Why aren't we reading poetry today? Well, first: people are unaccustomed to poetry; they aren't taught enough poetry in school to feel comfortable grappling with it on their own. Second, and more importantly I think, it's ok to specifically not read poetry, to ignore it, to flat-out say 'I don't get it' or 'I'm not a poetry person', regardless of how 'literary' the person claims to otherwise be. It's flagrant ignorance, petulant stupidity — it's ignorance or laziness masked as preference, and it continues to be acceptable, even increasingly so.

* The Beautiful Girl and I boarded the B-Line of the MBTA today as we do each morning. We're far enough out on the line that seats are readily available and everyone boards the front door of the train — at busier stops they open all the doors, and monthly pas holders can enter through the rear (I've even penned an r&b lyric based on the morning T announcements: 'cash fairs in the front, baby; passes in the rear — nuh-nah, nuh-nah'). We sat in the middle of the train, between an older woman with a cold and a bald MBTA official who was chatting with two other riders. I was tired, she was tired. We contemplated another week in the books.
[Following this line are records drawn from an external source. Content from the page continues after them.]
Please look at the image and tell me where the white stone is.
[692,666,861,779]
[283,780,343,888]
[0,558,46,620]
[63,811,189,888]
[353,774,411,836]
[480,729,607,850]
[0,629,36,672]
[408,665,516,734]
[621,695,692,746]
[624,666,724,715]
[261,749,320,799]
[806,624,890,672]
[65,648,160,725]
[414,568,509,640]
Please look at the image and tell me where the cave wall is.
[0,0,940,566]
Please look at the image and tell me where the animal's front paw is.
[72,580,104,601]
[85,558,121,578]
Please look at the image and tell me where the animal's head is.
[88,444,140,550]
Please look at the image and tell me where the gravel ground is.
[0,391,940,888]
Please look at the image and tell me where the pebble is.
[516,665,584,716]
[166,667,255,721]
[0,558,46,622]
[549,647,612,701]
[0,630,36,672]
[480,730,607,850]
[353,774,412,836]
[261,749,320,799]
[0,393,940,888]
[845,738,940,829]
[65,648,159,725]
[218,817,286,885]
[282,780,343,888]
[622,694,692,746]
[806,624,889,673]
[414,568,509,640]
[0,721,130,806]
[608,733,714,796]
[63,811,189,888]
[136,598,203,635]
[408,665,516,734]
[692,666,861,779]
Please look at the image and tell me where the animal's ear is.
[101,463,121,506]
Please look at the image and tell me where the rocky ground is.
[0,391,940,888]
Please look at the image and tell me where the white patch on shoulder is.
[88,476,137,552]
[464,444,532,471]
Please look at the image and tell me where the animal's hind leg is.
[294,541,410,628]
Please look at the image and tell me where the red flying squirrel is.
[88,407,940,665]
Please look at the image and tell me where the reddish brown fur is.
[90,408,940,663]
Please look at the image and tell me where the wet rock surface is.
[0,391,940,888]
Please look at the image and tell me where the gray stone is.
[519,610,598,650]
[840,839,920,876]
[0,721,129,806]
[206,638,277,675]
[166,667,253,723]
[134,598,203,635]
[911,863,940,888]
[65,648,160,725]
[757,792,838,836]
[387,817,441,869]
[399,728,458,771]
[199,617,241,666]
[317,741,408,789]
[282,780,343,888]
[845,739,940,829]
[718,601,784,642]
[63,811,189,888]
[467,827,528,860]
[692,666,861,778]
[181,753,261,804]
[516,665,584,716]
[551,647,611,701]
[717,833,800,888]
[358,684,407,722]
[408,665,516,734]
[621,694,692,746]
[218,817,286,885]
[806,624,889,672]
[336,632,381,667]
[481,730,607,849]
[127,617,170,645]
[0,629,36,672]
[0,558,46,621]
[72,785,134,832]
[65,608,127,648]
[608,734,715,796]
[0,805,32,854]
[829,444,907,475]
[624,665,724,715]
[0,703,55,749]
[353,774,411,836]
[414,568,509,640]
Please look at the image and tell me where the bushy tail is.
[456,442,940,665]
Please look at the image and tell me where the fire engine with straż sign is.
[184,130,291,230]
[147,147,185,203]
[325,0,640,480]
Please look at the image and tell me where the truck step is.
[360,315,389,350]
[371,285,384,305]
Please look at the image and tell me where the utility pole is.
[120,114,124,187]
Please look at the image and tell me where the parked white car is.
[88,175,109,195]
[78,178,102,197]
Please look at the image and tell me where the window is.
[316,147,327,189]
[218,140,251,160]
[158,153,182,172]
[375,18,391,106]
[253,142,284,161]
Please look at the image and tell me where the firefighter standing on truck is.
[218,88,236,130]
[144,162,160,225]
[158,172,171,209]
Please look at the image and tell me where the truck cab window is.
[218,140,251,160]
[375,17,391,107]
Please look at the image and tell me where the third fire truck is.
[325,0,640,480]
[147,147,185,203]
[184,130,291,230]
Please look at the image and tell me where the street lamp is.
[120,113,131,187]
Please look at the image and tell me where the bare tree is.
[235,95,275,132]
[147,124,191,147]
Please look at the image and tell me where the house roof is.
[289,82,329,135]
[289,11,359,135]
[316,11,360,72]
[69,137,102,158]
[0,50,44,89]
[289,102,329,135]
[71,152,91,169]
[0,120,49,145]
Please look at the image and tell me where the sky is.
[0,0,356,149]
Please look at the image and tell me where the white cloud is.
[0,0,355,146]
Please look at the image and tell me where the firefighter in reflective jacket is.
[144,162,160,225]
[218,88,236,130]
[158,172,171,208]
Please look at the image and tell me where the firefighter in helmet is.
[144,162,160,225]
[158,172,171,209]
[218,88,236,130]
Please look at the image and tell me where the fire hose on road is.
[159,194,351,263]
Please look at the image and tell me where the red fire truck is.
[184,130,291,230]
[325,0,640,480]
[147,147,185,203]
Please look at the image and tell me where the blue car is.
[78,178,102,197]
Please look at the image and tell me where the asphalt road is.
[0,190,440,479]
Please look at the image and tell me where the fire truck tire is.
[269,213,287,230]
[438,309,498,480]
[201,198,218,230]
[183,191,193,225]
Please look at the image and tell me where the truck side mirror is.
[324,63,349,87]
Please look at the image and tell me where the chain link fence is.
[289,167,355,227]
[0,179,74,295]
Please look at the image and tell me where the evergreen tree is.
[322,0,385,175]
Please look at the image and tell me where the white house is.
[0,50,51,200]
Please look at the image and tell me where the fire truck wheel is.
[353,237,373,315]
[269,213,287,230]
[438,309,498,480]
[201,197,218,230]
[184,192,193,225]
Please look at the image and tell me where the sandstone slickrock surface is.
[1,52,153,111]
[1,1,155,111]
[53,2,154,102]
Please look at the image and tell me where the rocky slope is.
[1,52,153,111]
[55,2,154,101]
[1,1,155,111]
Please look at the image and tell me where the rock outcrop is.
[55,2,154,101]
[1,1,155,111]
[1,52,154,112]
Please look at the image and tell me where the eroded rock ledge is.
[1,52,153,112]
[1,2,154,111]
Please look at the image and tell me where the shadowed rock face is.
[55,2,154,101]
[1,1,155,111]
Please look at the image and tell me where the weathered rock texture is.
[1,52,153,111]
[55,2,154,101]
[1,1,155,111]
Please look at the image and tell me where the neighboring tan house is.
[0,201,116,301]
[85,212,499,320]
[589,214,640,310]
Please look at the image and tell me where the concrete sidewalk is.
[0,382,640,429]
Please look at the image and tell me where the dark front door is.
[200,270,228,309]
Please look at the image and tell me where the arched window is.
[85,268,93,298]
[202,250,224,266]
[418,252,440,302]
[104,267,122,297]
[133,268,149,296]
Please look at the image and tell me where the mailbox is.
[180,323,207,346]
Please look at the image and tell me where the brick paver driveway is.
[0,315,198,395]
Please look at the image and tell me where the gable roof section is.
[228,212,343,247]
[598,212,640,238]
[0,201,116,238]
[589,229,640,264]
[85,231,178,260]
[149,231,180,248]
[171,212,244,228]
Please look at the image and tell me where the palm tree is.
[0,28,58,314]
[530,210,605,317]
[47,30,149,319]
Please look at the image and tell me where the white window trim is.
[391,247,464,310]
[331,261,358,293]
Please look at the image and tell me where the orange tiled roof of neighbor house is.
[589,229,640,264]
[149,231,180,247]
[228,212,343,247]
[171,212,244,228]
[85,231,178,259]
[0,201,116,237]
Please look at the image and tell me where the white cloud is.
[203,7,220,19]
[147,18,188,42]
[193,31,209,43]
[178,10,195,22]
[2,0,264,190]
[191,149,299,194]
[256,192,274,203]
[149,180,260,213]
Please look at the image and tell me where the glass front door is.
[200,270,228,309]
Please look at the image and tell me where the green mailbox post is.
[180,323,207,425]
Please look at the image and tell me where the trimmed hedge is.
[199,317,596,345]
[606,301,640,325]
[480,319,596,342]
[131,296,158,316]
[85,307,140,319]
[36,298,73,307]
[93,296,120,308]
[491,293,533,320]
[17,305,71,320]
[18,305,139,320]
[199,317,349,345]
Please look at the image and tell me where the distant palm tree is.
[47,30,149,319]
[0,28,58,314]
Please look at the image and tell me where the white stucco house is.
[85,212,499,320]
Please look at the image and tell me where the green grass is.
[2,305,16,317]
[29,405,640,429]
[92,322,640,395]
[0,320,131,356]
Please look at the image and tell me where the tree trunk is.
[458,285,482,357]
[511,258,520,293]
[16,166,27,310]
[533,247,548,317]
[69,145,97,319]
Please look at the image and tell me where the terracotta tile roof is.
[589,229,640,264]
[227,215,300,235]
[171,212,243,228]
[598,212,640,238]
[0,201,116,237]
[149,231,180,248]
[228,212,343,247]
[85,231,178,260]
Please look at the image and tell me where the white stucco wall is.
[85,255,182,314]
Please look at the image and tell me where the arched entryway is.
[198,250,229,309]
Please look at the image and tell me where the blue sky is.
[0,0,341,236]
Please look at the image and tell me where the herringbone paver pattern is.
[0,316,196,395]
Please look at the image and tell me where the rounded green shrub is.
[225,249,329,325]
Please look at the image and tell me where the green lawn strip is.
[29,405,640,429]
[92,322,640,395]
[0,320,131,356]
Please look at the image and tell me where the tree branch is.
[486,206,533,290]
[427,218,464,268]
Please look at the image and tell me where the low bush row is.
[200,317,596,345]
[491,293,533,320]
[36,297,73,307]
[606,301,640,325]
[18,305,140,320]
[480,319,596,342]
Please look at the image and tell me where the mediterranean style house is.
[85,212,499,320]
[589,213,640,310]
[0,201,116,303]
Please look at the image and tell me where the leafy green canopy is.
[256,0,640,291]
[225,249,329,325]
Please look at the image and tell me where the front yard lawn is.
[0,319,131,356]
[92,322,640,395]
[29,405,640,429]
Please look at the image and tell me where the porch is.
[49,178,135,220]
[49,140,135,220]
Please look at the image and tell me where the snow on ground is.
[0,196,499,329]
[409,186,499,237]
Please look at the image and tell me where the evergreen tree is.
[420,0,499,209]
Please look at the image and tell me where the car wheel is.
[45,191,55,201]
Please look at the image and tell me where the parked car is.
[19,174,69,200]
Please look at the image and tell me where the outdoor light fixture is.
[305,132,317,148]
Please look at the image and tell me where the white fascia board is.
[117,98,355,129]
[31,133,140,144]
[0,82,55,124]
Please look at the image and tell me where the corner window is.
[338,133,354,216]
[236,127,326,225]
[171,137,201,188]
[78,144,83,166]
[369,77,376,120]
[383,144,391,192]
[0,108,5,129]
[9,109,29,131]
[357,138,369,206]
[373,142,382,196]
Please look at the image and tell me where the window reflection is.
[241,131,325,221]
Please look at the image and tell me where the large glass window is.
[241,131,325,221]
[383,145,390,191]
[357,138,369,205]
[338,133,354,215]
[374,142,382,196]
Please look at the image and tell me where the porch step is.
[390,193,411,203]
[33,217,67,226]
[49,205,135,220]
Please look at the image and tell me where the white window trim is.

When we pulled into Washington Street, the first really busy stop, many people entered through the rear (nuh-nah, nuh-nah) as usual, following the driver's instructions to do so if you have a monthly pass. The T official got up, as we expected, but then so did the two other people in jeans and sweatshirts — who were both apparently undercover MBTA police, complete with Die Hard-esq badass badge-necklaces! The three then began inspecting people's Charlie Cards and tickets who boarded in the rear (nuh-nah, nuh-nah). One guy was busted, poor sad case, for a $15 appealable ticket, and tried to argue his way out of it. Which, as anyone in Mass will tell you, is a really excellent idea: nothing gets you on a cop's good side like arguing a citation. There is no possible way the T is making its money back on $15 citations while paying for two cops and an MBTA employee. Still, a word of warning: you better watch out, bad boys; Hill Street Blues: MBTA is live. Nuh-nah, nuh-nah.